La comparaison éclaire un point essentiel : l’épidémie de 2026 ne frappe pas seulement un pays qui connaît Ebola, elle frappe un système de santé déjà sous pression. L’OMS a noté la rapidité de la diffusion géographique, avec plusieurs zones de santé touchées en Ituri, au Nord-Kivu et au Sud-Kivu dès les premières semaines. Elle a aussi rappelé qu’aucun vaccin homologué ni traitement spécifique n’existe encore pour la souche Bundibugyo, ce qui laisse la prévention, l’isolement, la surveillance et les soins de support au cœur de la riposte.
Pourquoi cette flambée fragilise autant les Congolais
La maladie ne frappe pas seulement les hôpitaux. Elle perturbe la vie économique ordinaire. Dans l’est de la RDC, les marchés, les trajets entre villes et territoires, les petites activités transfrontalières et le travail informel constituent souvent la première source de revenus. Dès qu’une zone est signalée comme à risque, les déplacements ralentissent, les coûts montent et la peur réduit l’activité. C’est particulièrement vrai autour de Bunia, Beni, Goma et des axes vers l’Ouganda.
La réponse nationale a donc pris une dimension politique. La Présidence a réuni à plusieurs reprises la task force de riposte, tandis que le ministère de la Santé a imposé des mesures de surveillance de 21 jours pour les prestataires et les personnes revenant des zones affectées. Le 25 juin, le ministre de la Santé disait à la Présidence que le pays comptait déjà plus de 1 100 cas et 277 décès confirmés, preuve que les bilans évoluaient à grande vitesse d’une réunion à l’autre.
La dimension communautaire reste décisive. L’OMS insiste sur l’engagement des communautés pour maîtriser de telles flambées, surtout quand les enterrements sûrs et dignes ne sont pas systématiques et quand les premières alertes tardent à être vérifiées. Le risque n’est donc pas seulement biomédical ; il est aussi social. Là où la parole publique convainc peu, le virus avance plus vite.
Le personnel soignant se retrouve, lui, dans une position particulièrement exposée. Les infections parmi les agents de santé montrent que l’enjeu ne se limite pas à l’ouverture de centres de traitement. Il faut aussi des équipements, des protocoles, de la formation et un contrôle strict des gestes de soins. Faute de cela, l’hôpital peut devenir un amplificateur au lieu d’un rempart.
Une crise congolaise, mais aussi un sujet régional et continental
La République démocratique du Congo n’affronte pas Ebola seule. L’épidémie a déjà franchi la frontière ou provoqué des alertes régionales, ce qui a mobilisé des dispositifs de surveillance en Ouganda et des mesures de préparation dans plusieurs pays voisins. L’OMS parle d’une coordination transfrontalière renforcée, tandis que les autorités congolaises ont multiplié les échanges avec leurs homologues et avec les partenaires sanitaires.
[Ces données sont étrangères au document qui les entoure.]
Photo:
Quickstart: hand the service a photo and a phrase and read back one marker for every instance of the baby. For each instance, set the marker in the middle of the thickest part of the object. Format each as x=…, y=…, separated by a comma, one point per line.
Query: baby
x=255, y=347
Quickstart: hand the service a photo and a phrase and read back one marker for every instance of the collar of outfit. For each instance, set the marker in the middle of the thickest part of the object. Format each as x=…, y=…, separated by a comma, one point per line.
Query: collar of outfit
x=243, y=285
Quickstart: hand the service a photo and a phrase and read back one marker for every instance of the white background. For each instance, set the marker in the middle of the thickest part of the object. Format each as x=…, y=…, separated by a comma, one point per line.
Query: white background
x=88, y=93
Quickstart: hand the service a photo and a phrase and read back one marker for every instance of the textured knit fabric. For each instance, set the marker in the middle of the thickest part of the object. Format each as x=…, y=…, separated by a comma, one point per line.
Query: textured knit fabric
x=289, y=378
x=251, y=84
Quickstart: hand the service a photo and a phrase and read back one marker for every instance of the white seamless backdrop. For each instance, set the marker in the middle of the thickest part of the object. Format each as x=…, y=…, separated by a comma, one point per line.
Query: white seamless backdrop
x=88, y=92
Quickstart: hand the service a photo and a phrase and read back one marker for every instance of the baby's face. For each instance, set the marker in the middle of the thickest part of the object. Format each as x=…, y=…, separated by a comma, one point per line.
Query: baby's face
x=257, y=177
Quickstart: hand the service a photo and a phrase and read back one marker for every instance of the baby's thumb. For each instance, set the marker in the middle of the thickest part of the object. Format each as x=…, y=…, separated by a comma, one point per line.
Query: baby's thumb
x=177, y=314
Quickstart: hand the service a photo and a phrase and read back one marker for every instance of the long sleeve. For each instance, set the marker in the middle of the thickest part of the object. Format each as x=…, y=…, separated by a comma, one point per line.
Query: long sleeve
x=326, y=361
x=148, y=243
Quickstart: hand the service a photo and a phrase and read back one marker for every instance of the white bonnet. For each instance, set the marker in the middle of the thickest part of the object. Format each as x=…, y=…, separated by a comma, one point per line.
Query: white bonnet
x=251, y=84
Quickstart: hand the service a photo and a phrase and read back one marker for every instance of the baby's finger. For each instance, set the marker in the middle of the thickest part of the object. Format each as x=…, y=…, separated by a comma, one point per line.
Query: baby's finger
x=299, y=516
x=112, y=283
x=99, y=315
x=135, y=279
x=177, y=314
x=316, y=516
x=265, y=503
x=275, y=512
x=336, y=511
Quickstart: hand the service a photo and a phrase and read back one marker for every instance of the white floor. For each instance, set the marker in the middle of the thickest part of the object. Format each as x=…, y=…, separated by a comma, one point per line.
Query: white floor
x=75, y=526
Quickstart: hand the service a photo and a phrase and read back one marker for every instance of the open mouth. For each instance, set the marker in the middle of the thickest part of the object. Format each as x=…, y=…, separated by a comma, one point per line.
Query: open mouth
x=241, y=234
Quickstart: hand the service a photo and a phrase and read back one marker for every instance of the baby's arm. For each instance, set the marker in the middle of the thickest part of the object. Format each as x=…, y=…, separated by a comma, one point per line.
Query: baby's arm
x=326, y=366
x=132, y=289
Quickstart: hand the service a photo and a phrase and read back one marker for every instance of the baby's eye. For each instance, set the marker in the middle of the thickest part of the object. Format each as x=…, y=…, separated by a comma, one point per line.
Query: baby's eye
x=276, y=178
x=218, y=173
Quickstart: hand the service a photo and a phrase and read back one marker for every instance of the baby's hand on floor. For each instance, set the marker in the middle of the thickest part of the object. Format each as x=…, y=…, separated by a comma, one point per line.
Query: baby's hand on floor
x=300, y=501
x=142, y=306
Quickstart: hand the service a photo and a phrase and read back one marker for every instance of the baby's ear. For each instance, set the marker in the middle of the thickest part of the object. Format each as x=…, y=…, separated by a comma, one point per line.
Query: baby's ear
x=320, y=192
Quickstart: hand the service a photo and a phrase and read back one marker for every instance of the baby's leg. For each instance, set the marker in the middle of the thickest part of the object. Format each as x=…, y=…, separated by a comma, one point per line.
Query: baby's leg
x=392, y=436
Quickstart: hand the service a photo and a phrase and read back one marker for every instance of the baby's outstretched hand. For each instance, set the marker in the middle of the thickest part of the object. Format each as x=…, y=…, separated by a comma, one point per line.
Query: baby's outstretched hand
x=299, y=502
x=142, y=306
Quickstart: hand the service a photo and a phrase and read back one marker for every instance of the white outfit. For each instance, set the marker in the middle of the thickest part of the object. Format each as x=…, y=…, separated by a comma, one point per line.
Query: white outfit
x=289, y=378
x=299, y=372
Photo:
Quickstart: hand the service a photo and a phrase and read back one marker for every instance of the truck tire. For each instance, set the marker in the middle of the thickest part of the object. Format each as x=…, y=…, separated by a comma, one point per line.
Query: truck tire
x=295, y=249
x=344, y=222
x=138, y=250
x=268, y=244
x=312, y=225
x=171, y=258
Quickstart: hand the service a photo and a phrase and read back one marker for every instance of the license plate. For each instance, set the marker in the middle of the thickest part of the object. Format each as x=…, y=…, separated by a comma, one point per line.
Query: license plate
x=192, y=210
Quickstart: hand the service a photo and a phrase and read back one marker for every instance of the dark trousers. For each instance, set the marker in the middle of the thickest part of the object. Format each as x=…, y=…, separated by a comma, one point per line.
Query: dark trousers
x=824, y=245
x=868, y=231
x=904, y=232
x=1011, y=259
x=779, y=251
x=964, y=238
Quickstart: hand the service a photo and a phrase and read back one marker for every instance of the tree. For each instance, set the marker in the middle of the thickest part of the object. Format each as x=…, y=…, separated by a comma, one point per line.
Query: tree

Cette flambée pose aussi une question plus large à l’échelle africaine : la capacité du continent à produire des réponses rapides face à des maladies à haut risque dans des zones fragiles. Les institutions africaines, les systèmes de santé nationaux et les partenaires régionaux savent qu’Ebola ne respecte ni les frontières administratives ni les agendas politiques. Dans ce dossier, la RDC apparaît à la fois comme l’épicentre de la crise et comme un pays qui capitalise une longue expertise de terrain, forgée au fil de 17 épidémies successives.
Le prochain point de vigilance est clair : la capacité à casser les chaînes de transmission avant que le bilan n’atteigne définitivement le précédent record national. Les semaines qui viennent diront si le renforcement de la surveillance, la prise en charge rapide et la coopération transfrontalière suffisent à ralentir la maladie. En RDC, l’enjeu dépasse la seule statistique. Il touche à la confiance publique, à la continuité des soins et à la solidité des liens régionaux.